In the question, which factors should be taken into consideration as predictors of the success of an embolization, the answer is the tumor’s vascular properties before and after embolization (the tumor’s vascularity, the completeness of the occlusion, and the availability of collateral circulation) along with the use of the appropriate embolic agent [25, 27, 28]. Therefore, selective and superselective embolization of the pathological tumor feeding vessels may provide for successful embolization.
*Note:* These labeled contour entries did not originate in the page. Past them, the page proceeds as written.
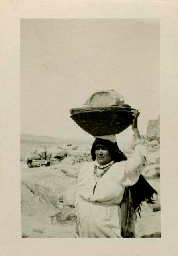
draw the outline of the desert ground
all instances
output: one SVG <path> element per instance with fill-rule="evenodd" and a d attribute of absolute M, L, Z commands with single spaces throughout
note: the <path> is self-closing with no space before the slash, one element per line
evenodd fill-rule
<path fill-rule="evenodd" d="M 24 136 L 21 140 L 22 236 L 77 238 L 74 208 L 77 178 L 83 163 L 90 160 L 92 142 L 45 139 Z M 160 155 L 156 143 L 152 141 L 146 145 L 148 164 L 143 174 L 158 196 L 154 205 L 143 203 L 141 218 L 138 217 L 136 222 L 136 237 L 161 236 Z M 123 143 L 119 147 L 128 158 L 132 156 L 130 145 Z M 27 165 L 28 159 L 44 152 L 46 157 L 50 152 L 49 166 L 41 160 L 41 160 L 37 157 L 34 160 L 36 165 L 41 163 L 39 167 Z M 67 156 L 63 159 L 64 152 Z"/>

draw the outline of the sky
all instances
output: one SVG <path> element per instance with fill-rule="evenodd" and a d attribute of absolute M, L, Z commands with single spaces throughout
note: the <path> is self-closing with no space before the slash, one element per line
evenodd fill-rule
<path fill-rule="evenodd" d="M 113 89 L 138 109 L 139 128 L 160 113 L 156 19 L 22 19 L 21 133 L 93 140 L 70 118 L 95 91 Z M 131 126 L 117 136 L 131 141 Z"/>

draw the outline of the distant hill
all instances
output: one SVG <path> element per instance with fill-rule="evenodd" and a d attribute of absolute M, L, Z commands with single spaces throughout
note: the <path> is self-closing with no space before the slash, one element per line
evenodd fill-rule
<path fill-rule="evenodd" d="M 33 134 L 20 134 L 21 142 L 34 142 L 35 143 L 47 143 L 51 144 L 82 144 L 84 142 L 85 144 L 91 144 L 92 141 L 78 139 L 64 139 L 58 137 L 53 137 L 45 135 L 34 135 Z"/>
Pain relief after embolization may be temporary; however, it occurs rapidly. Indeed, the pain-free period may averagely last 8–9 months; however the patients are relieved immediately, as soon as 12 h up to several days after the embolization procedure, usually within the first week from the procedure; this rapid response, of course, outmatches other methods, such as radiotherapy and chemotherapy [14, 25, 28, 29]. Tumors’ size should not be considered when planning an embolization procedure, since it does not seem to affect the outcomes [25]. Therefore, embolization can be proved superior to thermal ablation and cryoablation as well, because sacral tumors are usually large, and ablations should be performed only in painful lesions of <3 cm of maximum diameter. Sacral tumors are also very close to neurovascular bundles; therefore, they cannot be adequately ablated, due to the risk of injuring those fine tissues [28].
25.6 Complications
Common embolization-related complications in most patients include nausea, emesis, low-grade fever, and pain, which usually last 3–7 days; this is known as post-embolization syndrome that has been reported in 18–86% of cases [14, 15]. The rates of major post-embolization complications are low ranging from 1 to 2%, or less [14, 29]. Ischemic neuropathy can result in motor and sensory deficits in the pelvis and lower extremities, and it is a potential complication of any pelvic embolization. During pelvic embolizations through the iliac artery and its major branches, ischemic neuropathies of the sciatic and femoral nerves may occur if neural vessels were occluded. To prevent these complications, the posterior branch of the internal iliac artery and the inferior gluteal artery must be spared at embolization. Complications related to the embolic agents have also been reported. Additionally, the neuraxis or the sacral plexus of nerves can be injured. Therefore, care must be taken to identify and avoid embolization of the neurovascular anatomy. Rectal ischemia can result from superior hemorrhoidal artery embolization. Any embolization of sacral tumors may result in injury to nontargeted tissue including muscle infarction, injury to the skin, or injury to the colon or other organs [14, 15].